James makes an interesting comparison between Ahab and the totalitarian monsters of the world, Hitler and Stalin for example, claiming that he hates society and therefore vows to change it or to destroy the world trying. Ahab has civilization's most advanced tools at his disposal - the whaling vessel, harpoons, maps, and knowledge of the whales' cruising patterns - but far more valuable than all of these are the men at his disposal. They are talented, sophisticated, skilled men, and they are willing to follow him due to simplified rhetoric, charisma, and the promise of cash.
But Ishmael is more than these men. He is a philosopher, a thinker deeply dissatisfied with the world because he can find no meaning in its spiritual offerings - religion is balked at, cannibalism is worse, and it is unlikely he will gain any spiritual satisfaction at a desk. The world is blank, terrifying, revolting, and Ishmael feels, though he hasn't done anything wrong, a spiritual guilt at this. While Ahab strikes at the whale in order to reform civilization according to his Plan, Ishmael does so out of feelings of anarchy. He latches onto Ahab's revolution like a parasite, simply because it will alter what he hates (the world), James says.
The character of Ishmael that emerges from James's analysis is strongly remindful of political anarchists everywhere, including Israel.
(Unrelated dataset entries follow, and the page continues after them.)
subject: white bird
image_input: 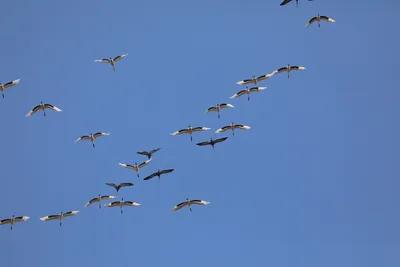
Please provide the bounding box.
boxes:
[0,215,29,230]
[0,79,20,98]
[104,198,141,214]
[171,125,211,141]
[236,72,275,85]
[84,194,115,209]
[75,132,110,147]
[215,122,251,135]
[94,54,128,71]
[204,103,234,119]
[25,102,62,117]
[274,64,306,78]
[306,14,336,27]
[119,158,151,177]
[40,210,79,226]
[230,87,267,101]
[171,198,210,214]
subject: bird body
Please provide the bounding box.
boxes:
[204,103,234,119]
[94,54,128,71]
[84,194,115,209]
[106,183,133,194]
[25,102,62,117]
[40,210,79,226]
[0,215,29,230]
[274,64,306,78]
[230,87,267,101]
[196,137,228,149]
[236,72,275,86]
[306,14,336,27]
[0,79,20,98]
[75,132,110,147]
[136,148,161,159]
[119,158,151,177]
[143,169,174,181]
[104,198,141,214]
[171,125,211,141]
[215,122,251,135]
[171,198,210,212]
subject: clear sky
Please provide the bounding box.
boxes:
[0,0,400,267]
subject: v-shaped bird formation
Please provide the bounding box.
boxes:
[0,0,336,230]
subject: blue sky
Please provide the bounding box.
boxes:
[0,0,400,267]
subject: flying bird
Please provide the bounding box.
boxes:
[40,210,79,226]
[0,215,29,230]
[236,72,275,85]
[119,158,151,177]
[280,0,313,7]
[136,148,161,159]
[104,198,141,214]
[106,183,133,194]
[171,125,211,141]
[94,54,128,71]
[215,122,251,135]
[75,132,110,147]
[143,169,174,181]
[0,79,20,98]
[171,198,210,214]
[204,103,234,119]
[84,194,115,209]
[230,87,267,101]
[306,14,336,27]
[25,102,62,117]
[196,137,228,149]
[275,64,306,78]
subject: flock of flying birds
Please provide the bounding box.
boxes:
[0,0,335,230]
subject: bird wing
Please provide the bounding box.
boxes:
[214,137,228,144]
[75,135,90,142]
[204,107,217,114]
[306,17,317,27]
[15,216,30,222]
[104,201,121,208]
[196,141,211,146]
[171,129,189,135]
[160,169,174,174]
[3,79,20,89]
[171,201,188,211]
[0,219,11,224]
[39,214,61,222]
[25,105,40,117]
[319,16,336,22]
[44,104,62,111]
[215,125,231,133]
[219,103,234,108]
[143,172,157,181]
[94,58,110,63]
[280,0,292,6]
[192,126,211,132]
[114,54,128,62]
[93,132,110,138]
[249,87,267,93]
[124,201,140,207]
[83,197,99,208]
[190,199,210,205]
[233,124,251,130]
[64,210,79,217]
[257,72,275,81]
[100,196,115,200]
[230,90,246,98]
[236,79,253,85]
[139,158,151,169]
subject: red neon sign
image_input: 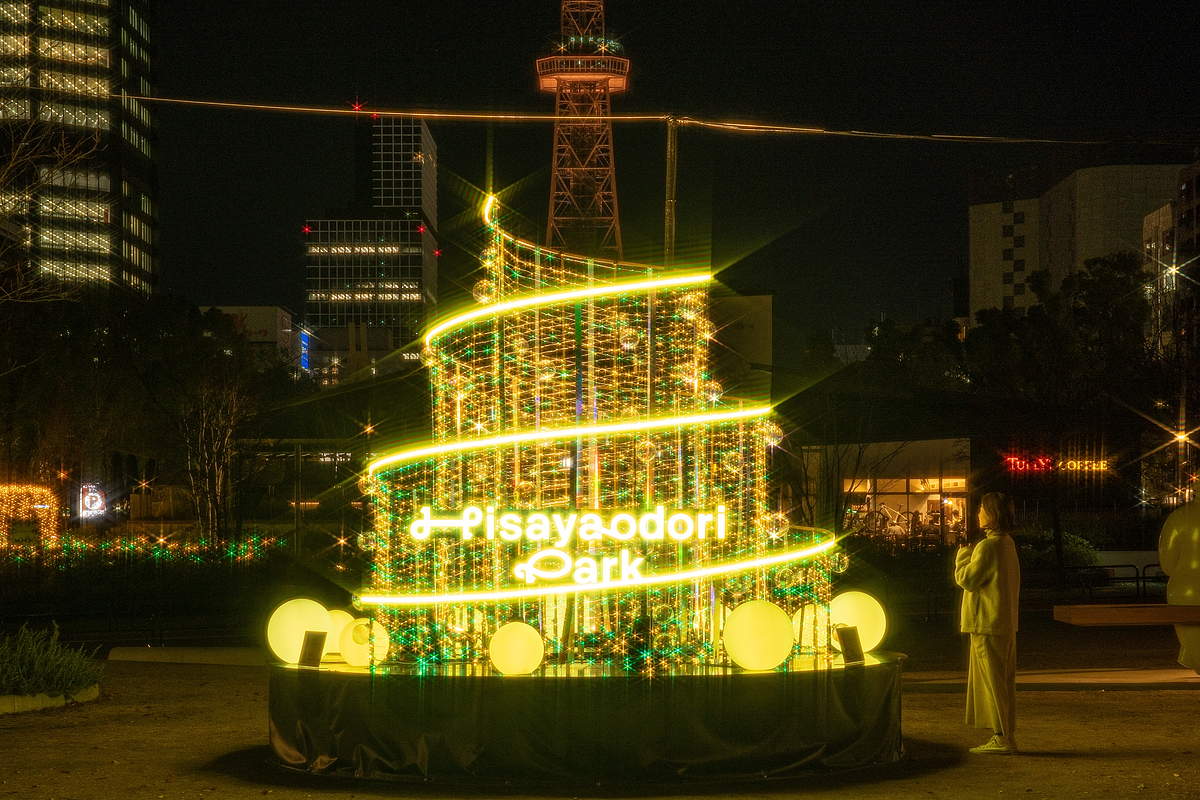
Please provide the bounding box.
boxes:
[1004,456,1054,473]
[1004,456,1109,474]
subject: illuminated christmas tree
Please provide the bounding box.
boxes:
[359,198,840,672]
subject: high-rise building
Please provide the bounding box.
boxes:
[968,164,1182,319]
[304,116,440,385]
[1141,200,1180,353]
[0,0,158,294]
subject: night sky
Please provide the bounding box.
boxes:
[155,0,1200,347]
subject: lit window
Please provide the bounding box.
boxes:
[38,6,108,36]
[37,228,113,253]
[0,35,29,55]
[37,197,109,222]
[37,167,109,192]
[0,97,29,120]
[37,103,108,130]
[39,38,108,67]
[0,67,29,86]
[38,72,108,97]
[0,2,29,25]
[0,192,29,216]
[38,258,108,282]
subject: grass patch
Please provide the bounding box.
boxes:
[0,625,104,694]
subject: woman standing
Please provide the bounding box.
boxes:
[954,492,1021,754]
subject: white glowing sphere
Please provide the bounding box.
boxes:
[721,600,792,669]
[325,608,354,655]
[487,622,546,675]
[792,603,829,652]
[338,616,389,667]
[829,591,888,652]
[266,597,329,664]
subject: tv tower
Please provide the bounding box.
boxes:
[538,0,629,259]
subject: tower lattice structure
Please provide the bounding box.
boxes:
[538,0,629,260]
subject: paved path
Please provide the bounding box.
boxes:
[0,662,1200,800]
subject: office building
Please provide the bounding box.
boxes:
[968,164,1181,321]
[0,0,158,294]
[304,116,440,385]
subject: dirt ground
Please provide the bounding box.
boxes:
[0,662,1200,800]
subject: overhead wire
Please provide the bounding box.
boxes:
[120,95,1200,145]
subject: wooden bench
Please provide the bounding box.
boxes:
[1054,603,1200,626]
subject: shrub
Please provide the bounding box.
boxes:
[0,625,104,694]
[1013,529,1096,570]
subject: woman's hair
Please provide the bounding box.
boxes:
[979,492,1016,530]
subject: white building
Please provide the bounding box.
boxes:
[968,164,1182,320]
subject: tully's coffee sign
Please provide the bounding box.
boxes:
[1003,453,1112,475]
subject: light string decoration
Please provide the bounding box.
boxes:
[356,197,844,673]
[0,483,62,548]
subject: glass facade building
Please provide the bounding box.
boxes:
[304,116,440,385]
[0,0,158,294]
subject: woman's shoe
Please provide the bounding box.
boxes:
[971,733,1016,756]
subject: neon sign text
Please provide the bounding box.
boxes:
[408,505,726,548]
[1004,456,1111,473]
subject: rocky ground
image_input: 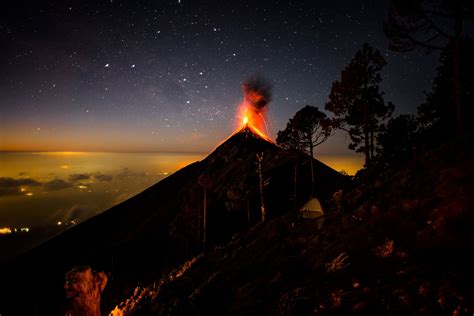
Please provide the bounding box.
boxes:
[112,146,474,315]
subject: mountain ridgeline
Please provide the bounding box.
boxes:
[1,126,347,315]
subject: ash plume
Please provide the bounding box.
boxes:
[242,76,272,112]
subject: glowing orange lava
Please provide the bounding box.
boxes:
[235,100,273,142]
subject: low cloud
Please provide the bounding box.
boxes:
[69,173,92,182]
[93,172,112,181]
[0,178,41,196]
[117,167,146,180]
[43,179,72,191]
[69,172,113,182]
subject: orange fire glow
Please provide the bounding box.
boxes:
[235,100,272,142]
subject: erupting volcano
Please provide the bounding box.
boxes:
[236,76,273,142]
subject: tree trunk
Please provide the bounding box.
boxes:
[370,124,375,162]
[257,153,265,223]
[202,187,207,248]
[364,126,372,169]
[293,156,298,214]
[309,141,314,198]
[453,13,465,141]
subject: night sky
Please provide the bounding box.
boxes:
[0,0,437,154]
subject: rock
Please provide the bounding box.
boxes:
[64,266,107,316]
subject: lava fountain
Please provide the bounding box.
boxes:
[235,77,272,141]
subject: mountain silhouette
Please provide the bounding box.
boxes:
[0,125,346,315]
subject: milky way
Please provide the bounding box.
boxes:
[0,0,436,151]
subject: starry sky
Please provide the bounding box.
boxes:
[0,0,437,154]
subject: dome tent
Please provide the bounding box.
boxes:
[300,197,324,219]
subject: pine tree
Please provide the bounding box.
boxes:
[326,44,393,168]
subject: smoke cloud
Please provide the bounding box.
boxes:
[242,76,272,112]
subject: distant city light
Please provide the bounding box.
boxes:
[0,227,12,235]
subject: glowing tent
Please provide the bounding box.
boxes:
[300,198,324,219]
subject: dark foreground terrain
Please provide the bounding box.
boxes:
[114,147,474,315]
[0,127,347,316]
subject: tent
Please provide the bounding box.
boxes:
[300,198,324,219]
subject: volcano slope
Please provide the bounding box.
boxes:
[110,144,474,315]
[0,126,346,315]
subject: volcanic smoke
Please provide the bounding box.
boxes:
[237,76,272,139]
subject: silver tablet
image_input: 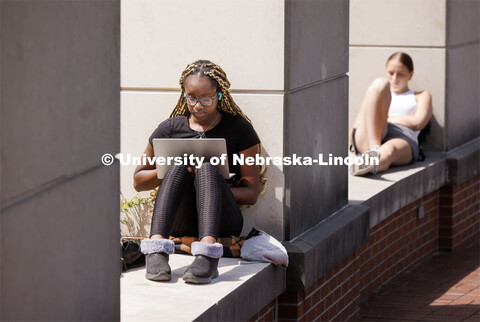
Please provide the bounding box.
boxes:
[153,138,234,179]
Dissatisfied with the current plan of their nation state, its morals and ethical norms, these intellectuals always lash out at society as a whole, finding fault with every human goal, emotion, religion, etc. The root of their dissatisfaction, as Melville exemplifies, is guilt deriving from the human spiritual wasteland, some interior phantom which neither they nor their critics can comprehend. Terrified of the mechanical, of the routine, of the men at their desks, they are forever driven to shake things up in whatever way presents itself.
From James's analysis emerges a new perception of Melville's relationship with both Ahab and Ishmael, and Ahab, though presented as a totalitarian madman, emerges in a more forgiving light. Though he is hell-bent on radical change or annihilation, he at least has a well-defined and meticulously planned goal, whereas Ishmael is simply along for the ride.